Akin Collective responds to local artists’ need for affordable studio space

Featured Story

October 2019

Akin studio
(Photo: Janet Hinkle, Akin Collective)

As the city’s funding body for artists and arts organizations, Toronto Arts Council hears from artists and arts leaders that finding spaces to live and work are becoming increasingly unaffordable – a growing issue across all sectors in the GTA, but one particularly relevant to the arts, where venues to create and show work are often expensive.

Founded in 2008, Akin Collective is a Toronto-based arts organization that aims to fill that void by providing affordable studio space and arts-based programming through sister non-profit Akin Projects (which offers professional development opportunities, creative workshops, and community engagement projects). Initially founded by artist Oliver Pauk and furniture designer Michael Dellios in a small loft on Queen West, the organization has since grown into the largest provider of shared artist studios in the city.

"Akin now provides low-cost rental space to nearly 400 visual artists, designers and other creatives and arts groups," says Akin co-director Michael Vickers, who joined the Akin team in 2011. "The studios maintain a friendly and inspiring atmosphere where people can work on artistic endeavours and entrepreneurial undertakings of all kinds. The idea is the same as it was when we began: things are better if we are working together."

Entirely artist-run, Akin is overseen by a small team of 11 artists and now offers studio space at nine locations across the city, gradually adding locations over the years as demand for affordable workspace continued to rise.

This past March, Akin partnered with TAC to open REMOTE Gallery, a dedicated programming and exhibition space at 568 Richmond St. W. that provides low-cost space for artists and the public for exhibits and artistic programming. In partnership with Toronto Arts Foundation’s Neighbourhood Arts Network, Akin also offers opportunities for newcomer artists to grow their art practice and professional network through the RBC Space Award.

Everyone is welcome at Akin regardless of skill level or experience (only the Akin Studio Program at the Museum of Contemporary Art requires an application), and the organization is committed to equity and inclusion. Shared studio membership is $70 a month and dedicated studio spaces range from $100-$1,000 per month depending on space, with all rents including taxes, insurance, wi-fi, utilities, and 24/7 access. Rents are also month-to-month to allow for flexibility.

Akin River studio
Akin's River St. studio

Given the current economic realities in the city that has seen live-work spaces and other vital venues close, Akin’s team is dedicated to finding ways for artists to continue their practice in a sustainable way.
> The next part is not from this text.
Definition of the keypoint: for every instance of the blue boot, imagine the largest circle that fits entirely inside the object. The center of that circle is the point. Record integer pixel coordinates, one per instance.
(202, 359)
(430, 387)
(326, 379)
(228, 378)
"'Affordable' is a relative term, and I think we've seen it used by others in Toronto to describe studio rental rates that aren't actually viable for working artists. As artists ourselves, we're very much aware of the reality of the situation and the dire need for creative solutions to the space crisis," Vickers points out.

That also means forging relationships with all levels of government and likeminded arts organizations – not only has Akin developed connections with key departments at City Hall as well as local MPs and MPPs, they’ve also advised on the City’s TOcore planning and presented to the House of Commons’ Standing Committee on Canadian Heritage about new ways for creating artist space.

"We'd hope for more information-sharing between organizations and City departments so that artists and non-profits can more easily access unused property owned by the City itself, continued work on the property tax subclass, and generally just a greater willingness by all to think outside the box before more artists find the situation in Toronto untenable and leave," Vickers says.

Vickers, who’s also a 2019 TAC Leaders Lab Fellow, hopes Akin’s work can help support fellow artists across the city, but stresses more advocacy is needed from everyone who cares about the arts.

"Across the entire arts sector, beyond just the visual artists we primarily support, we are hearing that we are at a crisis point for affordable space in the city," he says. "As a small, growing organization focused on addressing this, it keeps us up at night! Artists should be able to live in a city where they can focus on creating instead of on how they can make ends meet, and though we have provided one solution, we know as artists ourselves that we need a stronger push for change."